Mit mattem Blinzeln nur durchleuchtet
Ein Stern die nebeltrübe Luft.
Gedämpfte Glockenlaute beben
Weich summend über Stoppelfeld.
Aus Wiesenniederungen heben
Sich dunkle Massen in die Welt.
Ein alter Pflüger mit dem Pferde
Zieht müde heim; die Pfeife glimmt.
Vom Schäferhund umtummelt, schwimmt
Mit Blöken dorfwärts eine Herde.
Mit qualmigdunkler Röte säumt
Der Himmel sich. Großleuchtend taucht
Der Mond empor ... Die Landschaft träumt –
Von Ruhesehnsucht überhaucht.
Anna Ritter 1865-1921
Novemberabend
Kein Licht am Himmel,
Kein Laut auf den Gassen ...
In Dunkel und Stille,
Wie bin ich verlassen.
Es rauschen die Bäume ...
Der Wind hebt sich leise
Zu friedloser Irrfahrt,
Zu freudloser Reise.
Das Feuer im Ofen
Sinkt knisternd zusammen,
Von Asche begraben,
Ersticken die Flammen.
Die Lampe nur leuchtet
Hinein in das Zimmer
Und breitet um Alles
Den ruhigen Schimmer.
Sie weckt an den Wänden
Die Bilder der Lieben
Und segnet das Lied,
Das ich weinend geschrieben.
Und weiß wie ein Freund
Von vergangenen Tagen
Mir tausend vergessene
Dinge zu sagen.
Die tönen wie Märchen
Voll Sonne und Freude
Hinein in das graue,
Verlassene Heute.
Erich Kästner 1899-1974
Nasser November
Ziehen Sie die ältesten Schuhe an,
die in Ihrem Schrank vergessen stehn!
Denn Sie sollten wirklich dann und wann
auch bei Regen durch die Straßen gehn.
Sicher werden Sie ein bisschen frieren,
und die Straßen werden trostlos sein.
Aber trotzdem: gehn Sie nur spazieren!...
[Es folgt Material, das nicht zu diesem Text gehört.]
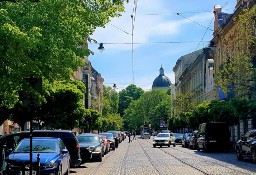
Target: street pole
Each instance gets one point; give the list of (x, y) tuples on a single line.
[(30, 136)]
Und, wenn’s irgend möglich ist, allein.
Müde fällt der Regen durch die Äste.
Und das Pflaster glänzt wie blauer Stahl.
Und der Regen rupft die Blätterreste.
Und die Bäume werden alt und kahl.
Abends tropfen hunderttausend Lichter
zischend auf den glitschigen Asphalt.
Und die Pfützen haben fast Gesichter.
Und die Regenschirme sind ein Wald.
Ist es nicht, als stiegen Sie durch Träume?
Und Sie gehn doch nur durch eine Stadt!
Und der Herbst rennt torkelnd gegen Bäume.
Und im Wipfel schwankt das letzte Blatt.
Geben Sie ja auf die Autos acht.
Gehn Sie, bitte, falls Sie friert, nach Haus!
Sonst wird noch ein Schnupfen heimgebracht.
Und, ziehn Sie sofort die Schuhe aus!
Felix Dahn 1834-1912
November
Die Luft ist grau, das Feld steht kahl,
Die dumpfen Nebel spinnen:
Kein Ton, kein Sang, kein Farbenstrahl: –
Glück zog und Glanz von hinnen.
Rings Stille – matt starb selbst der Wind –
Ein Rabe huscht an den Steinen:
Mir ist, ich hör' mein fernes Kind
Bitter, bitter weinen.
Max Dauthendey 1867-1918
Wie im Novembertag das Grün verschwunden
Wie im Novembertag das Grün verschwunden
Und sich kein grüner Grashalm mehr gefunden,
So muss vom Morgen bis zum Morgen ich nur darben,
Denn mit der Trennung von der Liebsten starben
Auf Erden und im Himmel alle sieben Farben.
Die Tage stehen mir als Nebel draußen,
Und Stille muss vor meinen Ohren sausen.
Die Stille klagt wie Luft in hohlen Stämmen.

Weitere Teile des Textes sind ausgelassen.